I am looking for PhD in New Zealand.

As an Indian citizen home much money I need to show to get visa ?

I have spouse and my 1 old child also applying dependent visa at the same time 

does anybody know how much money I need to show altogether as living cost 

Thanks in Advance


----------



## escapedtonz (Apr 6, 2012)

sweetmaanu said:


> Hi every one,
> 
> I am looking for PhD in New Zealand.
> 
> ...


Hi,

Have a look at this link first and navigate through the whole study in NZ topic.

http://www.immigration.govt.nz/migrant/stream/study/canistudyinnewzealand/whatisrequired/

I assume the course will be full time in excess of 9 months study therefore you will need to show you have or have access to a minimum of $15000 per year of the course to support yourself (less any prepaid expenses).

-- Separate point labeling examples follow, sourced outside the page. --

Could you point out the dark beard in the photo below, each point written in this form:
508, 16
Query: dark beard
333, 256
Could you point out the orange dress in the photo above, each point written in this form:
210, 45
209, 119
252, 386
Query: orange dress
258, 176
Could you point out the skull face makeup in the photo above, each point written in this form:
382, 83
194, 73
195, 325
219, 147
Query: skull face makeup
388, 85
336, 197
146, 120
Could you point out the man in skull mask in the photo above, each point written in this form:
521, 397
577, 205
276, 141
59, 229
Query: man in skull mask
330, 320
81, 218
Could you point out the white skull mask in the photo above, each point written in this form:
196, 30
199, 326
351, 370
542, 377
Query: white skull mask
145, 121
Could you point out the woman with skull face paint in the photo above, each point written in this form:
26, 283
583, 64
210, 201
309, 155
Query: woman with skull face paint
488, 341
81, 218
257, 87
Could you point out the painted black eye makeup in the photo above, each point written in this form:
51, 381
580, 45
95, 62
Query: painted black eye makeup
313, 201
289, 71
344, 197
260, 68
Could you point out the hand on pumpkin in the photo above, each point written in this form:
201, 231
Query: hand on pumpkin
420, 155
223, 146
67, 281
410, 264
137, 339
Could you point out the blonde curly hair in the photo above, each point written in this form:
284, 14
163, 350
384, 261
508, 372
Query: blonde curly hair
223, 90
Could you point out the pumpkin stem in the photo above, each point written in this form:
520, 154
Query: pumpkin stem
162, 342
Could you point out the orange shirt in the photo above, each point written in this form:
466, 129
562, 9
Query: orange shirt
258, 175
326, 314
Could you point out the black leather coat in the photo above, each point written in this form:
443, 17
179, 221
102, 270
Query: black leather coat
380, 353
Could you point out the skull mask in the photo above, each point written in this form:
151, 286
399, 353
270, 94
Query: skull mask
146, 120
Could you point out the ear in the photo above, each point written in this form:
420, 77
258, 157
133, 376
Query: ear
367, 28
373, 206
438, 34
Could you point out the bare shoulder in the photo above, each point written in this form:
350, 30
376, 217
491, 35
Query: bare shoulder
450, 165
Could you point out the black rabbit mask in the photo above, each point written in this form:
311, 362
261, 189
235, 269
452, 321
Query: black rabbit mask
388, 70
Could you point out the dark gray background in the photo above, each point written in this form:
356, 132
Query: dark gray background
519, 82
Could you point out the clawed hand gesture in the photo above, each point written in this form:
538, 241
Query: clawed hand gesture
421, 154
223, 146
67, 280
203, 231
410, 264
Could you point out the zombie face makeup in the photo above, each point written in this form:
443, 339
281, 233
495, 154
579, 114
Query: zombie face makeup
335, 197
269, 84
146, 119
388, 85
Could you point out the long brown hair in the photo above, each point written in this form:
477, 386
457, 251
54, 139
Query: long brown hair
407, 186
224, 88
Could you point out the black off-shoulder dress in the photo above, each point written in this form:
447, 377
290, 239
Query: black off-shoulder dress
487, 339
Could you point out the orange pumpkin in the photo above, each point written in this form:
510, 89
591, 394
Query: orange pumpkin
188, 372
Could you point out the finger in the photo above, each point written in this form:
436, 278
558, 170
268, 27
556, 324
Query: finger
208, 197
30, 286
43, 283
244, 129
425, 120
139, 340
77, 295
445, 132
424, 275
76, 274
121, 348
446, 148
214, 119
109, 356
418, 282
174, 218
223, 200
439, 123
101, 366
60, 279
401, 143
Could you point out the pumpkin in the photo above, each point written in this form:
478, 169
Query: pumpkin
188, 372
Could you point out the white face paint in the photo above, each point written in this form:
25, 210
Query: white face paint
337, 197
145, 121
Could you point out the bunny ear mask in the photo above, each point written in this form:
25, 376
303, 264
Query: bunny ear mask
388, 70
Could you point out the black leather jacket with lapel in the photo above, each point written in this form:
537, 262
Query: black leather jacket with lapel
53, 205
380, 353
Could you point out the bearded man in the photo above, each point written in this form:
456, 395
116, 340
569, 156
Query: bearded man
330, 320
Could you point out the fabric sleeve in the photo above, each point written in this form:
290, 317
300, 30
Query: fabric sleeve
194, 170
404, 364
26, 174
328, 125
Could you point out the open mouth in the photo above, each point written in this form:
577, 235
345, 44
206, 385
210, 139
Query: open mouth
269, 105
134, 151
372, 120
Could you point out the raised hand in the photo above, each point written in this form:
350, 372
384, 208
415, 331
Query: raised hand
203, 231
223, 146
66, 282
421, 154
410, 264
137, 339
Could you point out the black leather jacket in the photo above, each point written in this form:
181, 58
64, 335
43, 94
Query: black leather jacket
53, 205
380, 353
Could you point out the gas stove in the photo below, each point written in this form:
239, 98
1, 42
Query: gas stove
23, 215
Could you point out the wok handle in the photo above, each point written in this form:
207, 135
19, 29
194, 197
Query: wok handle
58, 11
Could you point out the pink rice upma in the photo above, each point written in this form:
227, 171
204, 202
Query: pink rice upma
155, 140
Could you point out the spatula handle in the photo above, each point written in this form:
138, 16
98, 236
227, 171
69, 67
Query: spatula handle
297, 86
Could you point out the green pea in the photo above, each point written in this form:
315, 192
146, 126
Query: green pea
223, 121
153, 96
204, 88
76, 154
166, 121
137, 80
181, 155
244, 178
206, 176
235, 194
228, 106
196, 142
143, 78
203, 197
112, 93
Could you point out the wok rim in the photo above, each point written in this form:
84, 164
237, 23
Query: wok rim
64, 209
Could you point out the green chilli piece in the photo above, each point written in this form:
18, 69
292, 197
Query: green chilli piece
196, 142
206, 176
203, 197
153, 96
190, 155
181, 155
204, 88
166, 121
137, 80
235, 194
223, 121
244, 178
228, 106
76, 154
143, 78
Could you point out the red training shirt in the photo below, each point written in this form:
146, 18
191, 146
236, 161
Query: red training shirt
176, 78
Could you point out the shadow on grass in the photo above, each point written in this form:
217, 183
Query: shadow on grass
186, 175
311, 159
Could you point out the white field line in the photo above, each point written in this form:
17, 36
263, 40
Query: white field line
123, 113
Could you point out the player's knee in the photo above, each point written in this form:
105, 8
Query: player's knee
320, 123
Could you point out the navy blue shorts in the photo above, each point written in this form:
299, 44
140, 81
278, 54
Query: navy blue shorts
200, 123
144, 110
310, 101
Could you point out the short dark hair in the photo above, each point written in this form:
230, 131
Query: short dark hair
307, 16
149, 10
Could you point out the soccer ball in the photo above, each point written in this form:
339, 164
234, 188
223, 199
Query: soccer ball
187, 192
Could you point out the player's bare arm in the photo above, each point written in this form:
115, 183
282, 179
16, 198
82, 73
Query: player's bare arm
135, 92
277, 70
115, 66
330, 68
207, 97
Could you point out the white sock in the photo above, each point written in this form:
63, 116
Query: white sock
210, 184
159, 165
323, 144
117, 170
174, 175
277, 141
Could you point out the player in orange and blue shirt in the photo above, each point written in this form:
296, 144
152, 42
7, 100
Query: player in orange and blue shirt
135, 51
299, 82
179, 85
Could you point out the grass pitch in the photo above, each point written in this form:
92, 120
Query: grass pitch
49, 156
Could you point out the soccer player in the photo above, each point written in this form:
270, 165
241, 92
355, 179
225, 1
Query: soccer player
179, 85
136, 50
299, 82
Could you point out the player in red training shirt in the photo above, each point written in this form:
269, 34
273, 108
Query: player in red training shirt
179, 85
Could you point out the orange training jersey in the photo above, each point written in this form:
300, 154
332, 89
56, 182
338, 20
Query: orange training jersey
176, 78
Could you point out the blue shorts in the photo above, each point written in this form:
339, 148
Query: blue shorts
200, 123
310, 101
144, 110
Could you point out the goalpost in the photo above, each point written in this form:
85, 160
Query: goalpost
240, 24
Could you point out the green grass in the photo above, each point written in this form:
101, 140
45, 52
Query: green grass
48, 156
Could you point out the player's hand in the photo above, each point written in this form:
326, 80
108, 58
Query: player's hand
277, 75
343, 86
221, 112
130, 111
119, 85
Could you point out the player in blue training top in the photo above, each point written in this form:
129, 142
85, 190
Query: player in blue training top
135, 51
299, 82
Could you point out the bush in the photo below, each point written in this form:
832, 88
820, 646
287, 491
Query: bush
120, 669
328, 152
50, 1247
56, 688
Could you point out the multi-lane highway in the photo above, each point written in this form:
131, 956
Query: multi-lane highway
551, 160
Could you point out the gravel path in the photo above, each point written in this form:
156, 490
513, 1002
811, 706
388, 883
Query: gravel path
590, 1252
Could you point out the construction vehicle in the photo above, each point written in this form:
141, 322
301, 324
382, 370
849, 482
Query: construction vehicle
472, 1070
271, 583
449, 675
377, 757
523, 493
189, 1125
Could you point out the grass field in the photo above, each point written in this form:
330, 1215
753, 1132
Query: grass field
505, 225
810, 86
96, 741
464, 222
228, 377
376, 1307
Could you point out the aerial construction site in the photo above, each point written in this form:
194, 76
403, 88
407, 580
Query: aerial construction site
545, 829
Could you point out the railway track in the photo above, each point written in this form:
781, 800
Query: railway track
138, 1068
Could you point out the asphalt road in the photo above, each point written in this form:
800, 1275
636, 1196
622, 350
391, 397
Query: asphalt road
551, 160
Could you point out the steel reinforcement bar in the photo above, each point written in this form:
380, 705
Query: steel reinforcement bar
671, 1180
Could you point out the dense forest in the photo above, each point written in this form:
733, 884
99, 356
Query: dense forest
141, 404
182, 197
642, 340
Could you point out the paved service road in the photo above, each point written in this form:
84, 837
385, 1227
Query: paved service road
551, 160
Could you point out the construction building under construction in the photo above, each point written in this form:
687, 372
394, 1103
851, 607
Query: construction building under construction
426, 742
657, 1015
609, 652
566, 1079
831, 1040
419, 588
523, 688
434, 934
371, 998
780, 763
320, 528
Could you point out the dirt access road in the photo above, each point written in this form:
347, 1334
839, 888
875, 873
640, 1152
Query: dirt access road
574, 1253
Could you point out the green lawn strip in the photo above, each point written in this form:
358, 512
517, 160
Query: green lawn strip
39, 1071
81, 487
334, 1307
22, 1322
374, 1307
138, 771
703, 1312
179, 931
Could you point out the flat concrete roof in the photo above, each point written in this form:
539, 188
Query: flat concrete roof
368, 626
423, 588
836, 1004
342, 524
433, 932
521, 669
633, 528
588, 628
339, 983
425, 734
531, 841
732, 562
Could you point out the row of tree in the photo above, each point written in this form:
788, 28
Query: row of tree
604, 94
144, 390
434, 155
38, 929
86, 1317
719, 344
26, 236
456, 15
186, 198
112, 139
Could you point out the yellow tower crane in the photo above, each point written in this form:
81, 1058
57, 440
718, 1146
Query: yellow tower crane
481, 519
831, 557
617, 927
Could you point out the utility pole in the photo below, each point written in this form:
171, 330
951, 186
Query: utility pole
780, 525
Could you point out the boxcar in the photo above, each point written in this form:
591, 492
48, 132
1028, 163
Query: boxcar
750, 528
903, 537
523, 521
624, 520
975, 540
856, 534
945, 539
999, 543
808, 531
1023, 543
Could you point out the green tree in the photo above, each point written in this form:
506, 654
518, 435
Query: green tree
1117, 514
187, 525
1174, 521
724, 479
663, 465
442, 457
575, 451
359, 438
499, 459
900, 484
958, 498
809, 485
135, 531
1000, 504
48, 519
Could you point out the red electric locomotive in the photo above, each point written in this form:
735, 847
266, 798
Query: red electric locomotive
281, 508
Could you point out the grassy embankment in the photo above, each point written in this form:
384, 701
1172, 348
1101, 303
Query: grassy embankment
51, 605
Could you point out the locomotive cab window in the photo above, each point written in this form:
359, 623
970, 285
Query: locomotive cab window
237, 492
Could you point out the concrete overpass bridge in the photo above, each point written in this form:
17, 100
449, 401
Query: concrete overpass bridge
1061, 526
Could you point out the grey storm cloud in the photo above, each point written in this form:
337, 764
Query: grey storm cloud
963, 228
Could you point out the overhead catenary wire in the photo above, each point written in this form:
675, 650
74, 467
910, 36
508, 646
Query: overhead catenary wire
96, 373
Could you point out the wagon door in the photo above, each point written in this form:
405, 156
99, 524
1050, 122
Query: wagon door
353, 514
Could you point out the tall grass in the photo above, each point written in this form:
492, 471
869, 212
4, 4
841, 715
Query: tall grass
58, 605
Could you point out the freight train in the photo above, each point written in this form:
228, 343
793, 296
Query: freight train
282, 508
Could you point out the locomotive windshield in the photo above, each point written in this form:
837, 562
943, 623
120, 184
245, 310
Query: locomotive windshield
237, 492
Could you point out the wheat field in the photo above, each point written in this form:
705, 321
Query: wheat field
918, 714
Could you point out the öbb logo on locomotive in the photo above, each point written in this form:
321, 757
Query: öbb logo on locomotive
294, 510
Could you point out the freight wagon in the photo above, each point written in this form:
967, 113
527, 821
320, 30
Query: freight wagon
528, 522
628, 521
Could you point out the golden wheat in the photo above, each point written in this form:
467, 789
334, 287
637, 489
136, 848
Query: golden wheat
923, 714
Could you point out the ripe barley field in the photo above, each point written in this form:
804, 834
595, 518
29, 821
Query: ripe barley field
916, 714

Also, I don't see how your spouse and child can apply for a dependent visa ?
They would only be able to do this if you we're an NZ citizen or NZ resident as you must support them in their visa application.
They would have to secure their own visas to join you in NZ.

Regards,


----------



## sweetmaanu (Jun 6, 2013)

Thank you very much for your reply. I would like to send application for my wife at the same time of mine.

I could find anywhere show much money extra I need to show for her


----------



## escapedtonz (Apr 6, 2012)

sweetmaanu said:


> Thank you very much for your reply. I would like to send application for my wife at the same time of mine.
> 
> I could find anywhere show much money extra I need to show for her


You can't find any reference to extra money because you are not allowed to bring anyone else on a study visa.
They are only intended for you alone, therefore that is why there is only a mention of the funds you have to show to cover your costs.

Your wife and child would have to apply for their own visas and show funds representative of those visas if minimum funds apply to those visas.

What application are you considering for your wife and child ?

Sent from my iPad using ExpatForum


----------